I told my trainer* this evening that I would say I feel like an old man, except I’m quite sure that as a kid, I would have felt just as winded if not worse. Teenager me had nothing but disdain for physical fitness; I saw no percentage in it, since I couldn’t use my body to earn a living (hey, no wisecracks!) I was a creature of mind. If anything, I resented the time it took away from my studies.
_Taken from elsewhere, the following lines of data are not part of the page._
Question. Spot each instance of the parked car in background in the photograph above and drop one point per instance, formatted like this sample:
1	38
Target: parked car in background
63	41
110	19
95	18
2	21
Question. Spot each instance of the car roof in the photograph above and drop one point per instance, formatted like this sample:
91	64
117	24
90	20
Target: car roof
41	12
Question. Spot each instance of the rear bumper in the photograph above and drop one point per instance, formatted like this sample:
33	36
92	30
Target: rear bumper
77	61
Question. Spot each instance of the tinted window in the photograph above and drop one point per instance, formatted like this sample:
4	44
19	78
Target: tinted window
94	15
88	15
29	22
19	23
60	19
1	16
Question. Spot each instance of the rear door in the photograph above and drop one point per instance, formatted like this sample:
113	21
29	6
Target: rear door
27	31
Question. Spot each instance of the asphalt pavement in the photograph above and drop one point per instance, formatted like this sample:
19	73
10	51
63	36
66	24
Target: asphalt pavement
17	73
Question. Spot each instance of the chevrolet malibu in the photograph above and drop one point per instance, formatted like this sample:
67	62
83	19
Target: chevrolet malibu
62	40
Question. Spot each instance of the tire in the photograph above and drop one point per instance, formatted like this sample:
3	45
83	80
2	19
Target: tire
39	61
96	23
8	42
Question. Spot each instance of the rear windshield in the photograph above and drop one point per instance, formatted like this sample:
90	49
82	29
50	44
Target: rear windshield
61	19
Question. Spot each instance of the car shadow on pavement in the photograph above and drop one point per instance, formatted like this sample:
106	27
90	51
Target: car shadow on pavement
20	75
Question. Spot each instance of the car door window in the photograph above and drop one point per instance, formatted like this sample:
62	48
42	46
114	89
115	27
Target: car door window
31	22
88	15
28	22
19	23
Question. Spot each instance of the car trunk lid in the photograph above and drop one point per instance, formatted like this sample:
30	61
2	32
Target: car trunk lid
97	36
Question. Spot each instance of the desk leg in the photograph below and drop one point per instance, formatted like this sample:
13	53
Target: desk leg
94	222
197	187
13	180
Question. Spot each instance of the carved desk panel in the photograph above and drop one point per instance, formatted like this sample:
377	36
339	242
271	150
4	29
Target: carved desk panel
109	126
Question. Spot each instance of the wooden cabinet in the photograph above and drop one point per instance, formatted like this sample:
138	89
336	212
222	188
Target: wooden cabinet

Team sports were particularly humiliating, so from the moment I first had the option (10th grade), I took the weight training classes. I’d do a circuit or two around the machines, but mostly I’d hang with my tribe, the Hispanic gangsters who liked me because they liked my sis, who taught English at the same school. And we all avoided the SJs, the Asian toughs who really did know how to use the machines and could have kicked all our asses in a heartbeat if we weren’t so far beneath their contempt.
I don’t recall building up much muscle back then. Is it possible for a body to change so fundamentally? Or was my problem a lack of weight? Nowadays, I see myself as a rather hairy philosopher’s stone, readily turning fat into muscle provided I give it the necessary investment of pain and sweat. Sadly, this body is a catalytic converter that can run the reaction in both directions, quite capable of converting gold into base metal, better known as pudge. So perhaps in high school I couldn’t put on the muscle because I didn’t possess the necessary lard. I weighed 135-140 pounds back then, which is damn near impossible for me to believe. But yeah, I did. There’s a photo of me and the old gf at the beach, and I’m wearing nothing but a pair of cutoff jeans. Not exactly washboard abs, but nothing flopping over my waist band, either.
It took lower back pain to get me to exercise. That, and an abiding disgust for my pudge-ridden body. I’m happy to say that even after 6 months of no exercise at all (thanks to that horrid commute), my old fat pants would fall off me — so I didn’t back-slide that much. On the other hand, I’ve been working out for nearly six weeks, and I suspect I still can’t fit into my super skinny pants.
We had to run laps for our high school weight training class. Was it a mile a day, or a mile once a week? Maybe a mile a day. You’d think that would have given me the habit of running, if not an actual love for it, and in fact I did run on occasion while at Berkeley. But running is boring (and ultimately destructive, I suspect). I’d much rather hop on the elliptical and read a book or watch TV while I’m shvitzing away.
And now, 31 years later, it’s weights I keep coming back to. Except, now my trainer tells me I have to build up my core strength and my flexibility before I can use the machines. She’s put me on a strict diet: no more than two machines per workout. You know what? I can handle an hour or more on the elliptical at high resistance and I’m okay with that. I can even do an hour of weights, and I’m okay with that too.
But this core stuff? Oh. My. God. Ten minutes, and I’m about ready to die. And yet I keep coming back for more. She says I’m one of her two favorite clients*****, I think because of the amount of punishment I’m willing to suck up.
Sometimes, masochism pays.
D.
*Yes, I’ve become one of those rich yuppie** bastards who has a personal trainer: two sessions a week for four weeks, after which I should be able to figure out for myself how best to keep in shape. Any guilt I might have over this, any self-accusations of egocentrism, any worries that I have become a stereotype, tend to evaporate ten minutes into the session, when the sweat’s pouring off me in rivers. She works me far harder than I can ever manage to work myself.
**Hmm. The Y in yuppie no longer applies, does it? So what am I, a muppie***?
***M for middle-aged****.
****Which is such a delightfully optimistic term, don’t you think? Because by calling one’s 40s and 50s “middle-aged,” it assumes a life span of 80 to 100 years. Which wouldn’t be a bad deal, assuming I can keep busting my ass at the gym like this. Hey, stranger things have happened. Look at Jack LaLanne, still going strong at 94.
*****The other is a woman with one leg.
I love Jack LaLanne but I don’t know which picture is grosser up there, the belly flop on the left or the wing nut on the right. Both of them gave my stomach a toss. Blech.
What are we now? Really? Muppies? Mofos? Who knows?
I’ve had trainers from time to time but I got tired of them because they tried to talk to me while I was working out. I like the silence, the sweating and my own heavy breathing.
Supposedly, if you can’t hold a conversation while you’re exercising, you’re working too hard (?) or something like that. Maybe it adds to the aerobic aspect of exercise if you have to talk while panting?